Pero sin ellos saberlo, algunos héroes conspiraban para devolverles algo de lo que habían perdido. El primero de ellos se llamaba Lázaro Cárdenas y era Presidente del lejano México. Amigo insobornable de la República Española, durante la Guerra hizo todo lo que estuvo en su mano para ayudarla, tanto diplomática como militarmente, enviando armas, sin olvidar la acogida que brindó a algunos de esos niños de la guerra que dejaron su patria sin saber que era para siempre. La política exterior de México (con equis, si no es mucha molestia), país invadido y mutilado desde casi su nacimiento, se había caracterizado siempre por su nobleza e idealismo, pero en tiempos de Cárdenas esa política alcanzó cotas nunca imaginadas. Derrotados los republicanos, Cárdenas decidió que su misión era salvar a tantos como pudiera. Salvarlos de las garras de Franco, cuyo ministro de Exteriores, Serrano Suñer, ya exigía extradiciones a Vichy, ya le decía a Ribbentropp que los españoles exiliados eran apátridas y la Alemania nazi podía hacer con ellos lo que quisiera. Salvarlos también del propio Vichy y de los nazis.

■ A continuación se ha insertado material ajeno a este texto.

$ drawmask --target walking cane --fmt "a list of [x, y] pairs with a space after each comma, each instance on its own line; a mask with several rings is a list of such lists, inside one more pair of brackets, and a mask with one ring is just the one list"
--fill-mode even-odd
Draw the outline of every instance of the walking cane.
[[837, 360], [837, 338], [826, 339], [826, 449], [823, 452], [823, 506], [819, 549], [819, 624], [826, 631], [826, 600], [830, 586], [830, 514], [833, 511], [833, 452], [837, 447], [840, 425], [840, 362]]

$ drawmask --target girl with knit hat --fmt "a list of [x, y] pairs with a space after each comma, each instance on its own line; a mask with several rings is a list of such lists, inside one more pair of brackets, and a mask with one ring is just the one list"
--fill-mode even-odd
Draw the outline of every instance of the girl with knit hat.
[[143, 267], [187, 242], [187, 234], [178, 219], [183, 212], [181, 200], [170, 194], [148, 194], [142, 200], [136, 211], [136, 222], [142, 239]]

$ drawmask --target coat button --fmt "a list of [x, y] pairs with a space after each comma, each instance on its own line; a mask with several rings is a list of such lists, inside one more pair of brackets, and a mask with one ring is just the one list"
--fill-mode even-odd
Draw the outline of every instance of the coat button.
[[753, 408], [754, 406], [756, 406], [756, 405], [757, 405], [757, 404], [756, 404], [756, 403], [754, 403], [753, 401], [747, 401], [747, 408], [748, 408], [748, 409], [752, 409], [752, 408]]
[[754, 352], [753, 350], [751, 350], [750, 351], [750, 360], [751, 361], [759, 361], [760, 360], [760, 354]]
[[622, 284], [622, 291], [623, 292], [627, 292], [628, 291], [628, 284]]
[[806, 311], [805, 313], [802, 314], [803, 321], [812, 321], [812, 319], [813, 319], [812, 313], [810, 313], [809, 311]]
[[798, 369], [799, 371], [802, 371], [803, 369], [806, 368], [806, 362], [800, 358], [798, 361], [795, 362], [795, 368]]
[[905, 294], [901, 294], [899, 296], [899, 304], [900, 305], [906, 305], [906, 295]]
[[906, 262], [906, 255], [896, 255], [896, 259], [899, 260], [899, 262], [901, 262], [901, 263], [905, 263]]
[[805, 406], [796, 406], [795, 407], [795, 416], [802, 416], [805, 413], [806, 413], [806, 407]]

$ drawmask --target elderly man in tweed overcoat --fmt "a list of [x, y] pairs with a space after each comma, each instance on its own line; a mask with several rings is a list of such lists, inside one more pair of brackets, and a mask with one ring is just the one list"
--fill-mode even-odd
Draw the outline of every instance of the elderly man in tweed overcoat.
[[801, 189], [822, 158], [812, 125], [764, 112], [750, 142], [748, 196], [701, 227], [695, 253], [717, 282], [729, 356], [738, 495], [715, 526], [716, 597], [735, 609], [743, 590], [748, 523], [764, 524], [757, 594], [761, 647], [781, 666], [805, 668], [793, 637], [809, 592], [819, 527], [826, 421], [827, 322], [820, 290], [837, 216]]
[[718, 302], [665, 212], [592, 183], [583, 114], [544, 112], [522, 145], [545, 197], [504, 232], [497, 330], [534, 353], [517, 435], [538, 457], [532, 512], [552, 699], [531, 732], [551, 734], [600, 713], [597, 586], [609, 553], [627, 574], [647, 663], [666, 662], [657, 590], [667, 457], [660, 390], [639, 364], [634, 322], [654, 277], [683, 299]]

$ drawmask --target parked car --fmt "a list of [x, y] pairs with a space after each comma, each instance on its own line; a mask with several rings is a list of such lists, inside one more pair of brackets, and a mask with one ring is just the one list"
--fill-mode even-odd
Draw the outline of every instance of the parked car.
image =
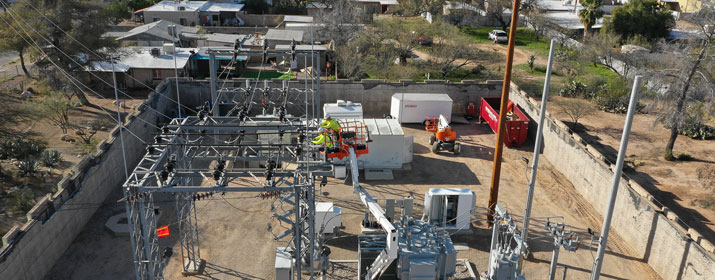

Cárdenas hizo algo asombroso. Dispuso que México acogiera a todos los exiliados que lo solicitaran, sin ningún distingo, sin pedir contraprestación alguna, con los gastos de transporte a cargo del propio gobierno mexicano. Mientras daba las órdenes pertinentes, declaraba convencido: "No podemos aceptar que haya un hombre en el mundo que carezca de un lugar donde vivir”
Creo que es difícil encontrar en toda la historia un acto semejante de solidaridad, desinterés y nobleza. El Secretario (Ministro) de Exteriores encargado de esta magna operación se llamaba Isidro Fabela, otro nombre para recordar, otro hombre que los españoles deberíamos honrar por la entrega y abnegación de que hizo gala en aquella empresa. Pero en mi corazón hay un hombre que les supera, cuyo nombre no puedo conjurar sin que los ojos se me aneguen de lágrimas, y que desgraciadamente, que yo sepa, no tiene monumento ni calle dedicada en ninguna ciudad mexicana ni española.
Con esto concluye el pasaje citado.